Which brings me to the point: instead of pouring billions into the banking system (which is about as useful as hunting deer with the good old 88mm flak gun), the billions should be invested to keep people employed. As every businessman knows all too well, the line between success and failure is often very thin, and the capital necessary to make the difference may be relatively small.

In other words, it is necessary to invest possibly limited, but well targeted amounts of money to keep businesses afloat and the would-be jobless employed.

I am fairly convinced that if the unemployment rate keeps on rising at the current rate, there is no way most of the banks can be saved, and that, at the end of the day, they may even require more EU billions than the EU will be ready to spend.

Eddy said...

Hynek: the root of the problems for the bankig system are not the unemployed (yet) but land developers and r.e. firms.

Bancos and Cajas are trying to "kick the can along the road" by refinancing the onerous debts of this the vain hope that re. prices will recover back again in 2010/11.

The problem is that the value of the collateral of the tottering r.e. firms is sinking VERY fast (especially land in development)

Hynek Filip said...

Point noted. I did not mean that the unemployed are the key issue of today, they will not bring the banks down now, but may well do so in the very short term.

Actually, the situation in Spain is very, very similar to our own. We are beginning to see major developers fail (ORCO being the most recent example), but the local banks can cope with that.

However, unemployment is on the rise and the retail loan defaults dutifully follow. The impact of retail loan defaults caused by rising unemployment will be very significant especially in 2010/2011.

Mind you, we are talking of expected unemployment rates of maybe 12-14%, not the Spanish 25% (or whatever we will finally get).

Hynek Filip said...

By the way, the developers will not be helped by rising unemployment either. The unemployed do not get mortgages very often, and if there are no mortgages, there will be few houses sold and few developers left standing...

Edward Hugh said...


I think Eddy's point is valid.

"The unemployed do not get mortgages very often, and if there are no mortgages, there will be few houses sold and few developers left standing..."

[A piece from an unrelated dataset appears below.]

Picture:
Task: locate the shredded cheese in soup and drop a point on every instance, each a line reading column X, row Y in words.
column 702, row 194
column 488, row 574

Quite, and that is the situation we have now. That is why the developers are trying to kick the can along the road, and when they finally give in, not only will there be few developers left, there will be few banks left standing.

There is no recovery in 2011. As I keep saying, Japan land prices are now at 1984 levels, which mean in Spain 2025 land prices can be around 1998 levels. I really don't see why people imagine Spain will be better than Japan. Japan at least had its own savings, and could export.

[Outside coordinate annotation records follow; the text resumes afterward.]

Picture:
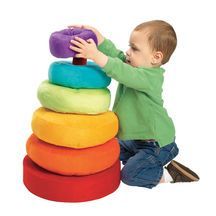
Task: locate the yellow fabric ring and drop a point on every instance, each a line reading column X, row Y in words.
column 74, row 130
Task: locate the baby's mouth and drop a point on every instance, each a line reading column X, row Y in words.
column 128, row 61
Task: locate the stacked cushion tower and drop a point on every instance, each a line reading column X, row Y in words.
column 72, row 155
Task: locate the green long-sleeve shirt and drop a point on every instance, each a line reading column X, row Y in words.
column 138, row 102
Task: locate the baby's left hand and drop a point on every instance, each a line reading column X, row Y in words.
column 86, row 49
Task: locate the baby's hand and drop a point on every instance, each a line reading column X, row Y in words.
column 100, row 37
column 86, row 49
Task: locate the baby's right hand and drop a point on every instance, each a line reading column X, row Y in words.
column 100, row 37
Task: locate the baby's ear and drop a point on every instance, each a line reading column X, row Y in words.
column 157, row 58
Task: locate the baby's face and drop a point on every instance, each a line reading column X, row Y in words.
column 140, row 53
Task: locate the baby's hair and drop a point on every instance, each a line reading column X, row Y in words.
column 161, row 37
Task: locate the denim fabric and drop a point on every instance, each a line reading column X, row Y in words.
column 143, row 161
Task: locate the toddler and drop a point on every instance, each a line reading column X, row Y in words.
column 146, row 132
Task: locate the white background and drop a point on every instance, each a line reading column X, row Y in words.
column 189, row 95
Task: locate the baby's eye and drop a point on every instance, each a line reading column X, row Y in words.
column 133, row 48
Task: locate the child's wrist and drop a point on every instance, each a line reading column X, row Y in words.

Of course unemployment will be a key issue, and it doesn't matter whether we hit 20% in October (quite possible), December, or next March, it is going up fast, and it won't stop (for some magic reason) at 20%, it will keep going up and up till Spain recovers export competitiveness and until all that debt is restructured.

So at the end of the day, you are right, it is the unemployment which will matter, and the banks are simply "dead men walking".

José Luis said...

Returning to the title of the original post ("And so it begins ..."), the governor of the Bank of Spain intervened tuesday in the economic debate with new proposals far far away from Zapatero´s ones:

- descentralized salaries barganing.
- new crisis contracts for workers.
- improving housing rental.
- freeing energy and transport sectors.
- etc.

Implicitly Miguen A. Fernández Ordóñez is saying Zapatero isn´t doing anything for reestructuring spanish economy. He added that spanish rates of debt are just reaching its limits now.

Meanwhile Zapatero is only waiting for San Obama and his miracles.